Part of the fun in helping make the smoothies is dumping ingredients into the blender. The other part is the blender itself. When I run it, both girls tell me it’s too loud. When they run it (with supervision!), it’s a magical kitchen appliance, turning whole fruit into a delicious purée in seconds. (“Is it ready yet?”) We have a VitaMix and I love its speed and power, though the price tag was daunting. If you make smoothies often, invest in a blender that can tackle frozen fruit and ice cubes.
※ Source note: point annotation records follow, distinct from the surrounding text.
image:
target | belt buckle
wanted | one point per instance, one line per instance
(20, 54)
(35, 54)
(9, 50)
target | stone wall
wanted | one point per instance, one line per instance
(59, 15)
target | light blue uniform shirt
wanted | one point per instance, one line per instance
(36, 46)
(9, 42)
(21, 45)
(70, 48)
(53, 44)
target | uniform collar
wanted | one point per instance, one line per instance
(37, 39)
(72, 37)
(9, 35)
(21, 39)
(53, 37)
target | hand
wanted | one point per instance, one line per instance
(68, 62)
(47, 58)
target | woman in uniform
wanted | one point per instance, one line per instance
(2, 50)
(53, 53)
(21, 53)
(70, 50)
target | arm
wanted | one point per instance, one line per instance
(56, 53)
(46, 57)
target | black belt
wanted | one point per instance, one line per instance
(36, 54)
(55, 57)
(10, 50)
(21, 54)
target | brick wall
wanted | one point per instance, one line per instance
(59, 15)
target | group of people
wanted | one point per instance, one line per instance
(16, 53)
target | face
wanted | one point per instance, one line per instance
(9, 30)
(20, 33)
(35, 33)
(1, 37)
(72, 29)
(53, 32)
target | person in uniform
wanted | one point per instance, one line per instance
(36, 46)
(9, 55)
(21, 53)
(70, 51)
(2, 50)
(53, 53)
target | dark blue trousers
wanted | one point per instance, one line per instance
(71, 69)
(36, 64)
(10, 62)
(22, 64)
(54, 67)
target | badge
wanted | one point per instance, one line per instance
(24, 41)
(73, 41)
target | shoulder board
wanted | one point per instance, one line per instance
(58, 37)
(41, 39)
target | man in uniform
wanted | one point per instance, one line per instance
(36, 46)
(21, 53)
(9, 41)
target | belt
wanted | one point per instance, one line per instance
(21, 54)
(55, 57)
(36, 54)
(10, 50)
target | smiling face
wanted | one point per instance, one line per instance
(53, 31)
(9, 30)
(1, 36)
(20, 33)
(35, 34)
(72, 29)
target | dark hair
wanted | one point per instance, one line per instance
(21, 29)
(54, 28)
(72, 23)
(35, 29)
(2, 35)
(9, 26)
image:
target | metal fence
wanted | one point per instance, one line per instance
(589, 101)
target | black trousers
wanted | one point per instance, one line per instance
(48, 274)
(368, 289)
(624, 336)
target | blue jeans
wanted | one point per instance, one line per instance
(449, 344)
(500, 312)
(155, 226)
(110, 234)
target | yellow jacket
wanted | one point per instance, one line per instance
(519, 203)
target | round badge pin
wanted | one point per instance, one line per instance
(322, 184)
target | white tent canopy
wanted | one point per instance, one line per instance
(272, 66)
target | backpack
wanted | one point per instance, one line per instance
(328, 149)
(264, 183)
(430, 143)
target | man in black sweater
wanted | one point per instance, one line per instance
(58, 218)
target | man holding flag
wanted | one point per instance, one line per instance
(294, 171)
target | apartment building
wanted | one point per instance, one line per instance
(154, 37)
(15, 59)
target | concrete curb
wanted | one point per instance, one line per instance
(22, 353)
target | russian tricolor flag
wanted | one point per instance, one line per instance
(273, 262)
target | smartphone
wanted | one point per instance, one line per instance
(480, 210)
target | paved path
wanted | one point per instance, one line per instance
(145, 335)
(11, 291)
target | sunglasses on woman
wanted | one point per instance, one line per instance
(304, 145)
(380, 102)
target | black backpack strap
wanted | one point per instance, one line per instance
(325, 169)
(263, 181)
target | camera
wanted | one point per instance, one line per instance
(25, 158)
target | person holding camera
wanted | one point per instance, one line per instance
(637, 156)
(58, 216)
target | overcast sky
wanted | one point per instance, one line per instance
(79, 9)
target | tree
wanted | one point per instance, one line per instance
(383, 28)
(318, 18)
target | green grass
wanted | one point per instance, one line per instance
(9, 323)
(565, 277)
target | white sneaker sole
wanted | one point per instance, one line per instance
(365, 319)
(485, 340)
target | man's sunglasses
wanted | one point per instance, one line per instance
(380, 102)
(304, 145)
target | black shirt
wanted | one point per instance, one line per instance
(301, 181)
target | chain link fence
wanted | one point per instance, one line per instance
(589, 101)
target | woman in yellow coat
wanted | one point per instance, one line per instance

There is nothing quite as disappointing as making a smoothie and it not being smooth enough sip through a straw!

Fruit, yogurt and juice = quick & healthy breakfast or snack

Fruit, yogurt and juice = quick & healthy breakfast or snack

Another tip: you can always sneak some veggies into your smoothie if you’re stealthy enough. Try a little bit of baby spinach, which seems to work especially well in berry smoothies. Somehow, though, our girls ferret out the veggies. I have another friend who makes green smoothies every morning for herself and her boys and even puts parsley in them, which her kids love. I’m not sure our girls would go for that, but they are pretty open to new combinations.

Hopefully we’ve inspired you to break out the blender and try something new. If you’re curious about the smoothie that has my kids lining up, here’s how we most often make ours.

Brilliant color to this delicious smoothie

Brilliant color makes this delicious smoothie even more attractive

Very Berry Smoothies

1 ripe banana, peeled
Approximately 3/4 cup frozen sliced peaches
Approximately 1/2 cup frozen whole strawberries
Handful (about 1/4 cup) of frozen wild blueberries
3/4 cup no-sugar-added 100% orange juice
3/4 cup no-sugar-added 100% cranberry juice (or cranberry/blueberry/raspberry juice, or pomegranate juice…I personally prefer a no-sugar-added, 100% juice variety)
1/2 cup low-fat French vanilla yogurt

Place all ingredients in the blender, adding yogurt and juices last. Start to blend on a low speed, and progressively work up to the highest speed. (This will keep your smoothing from doing that thing where the bottom gets blended and the top doesn’t so it just sucks in a bunch of air, and you have to stop the blender and allow it to “burp” before continuing.)

The smoothie is ready when it’s pureed to a smooth consistency.

My least favorite task — cleaning the blender — is pretty easily handled by partially filling the now-empty container with hot water and dish soap and turning on the blender at a low to medium speed. Turn it off, give the canister a quick wash and rinse and you’re good to go. But you probably already know this trick.

Serves: 2

Parent rating: four stars. I love a quick breakfast. So much so that we don’t necessarily wait for breakfast time to make this smoothie…instead making it as a nutritious and easy snack.
Kid rating: five stars. Our girls consistently finish these, serving after serving. No added sugar or sweetener necessary since the sweetened yogurt and natural fruit sugars do the trick. If you can sneak in a little spinach or other greens you get bonus points!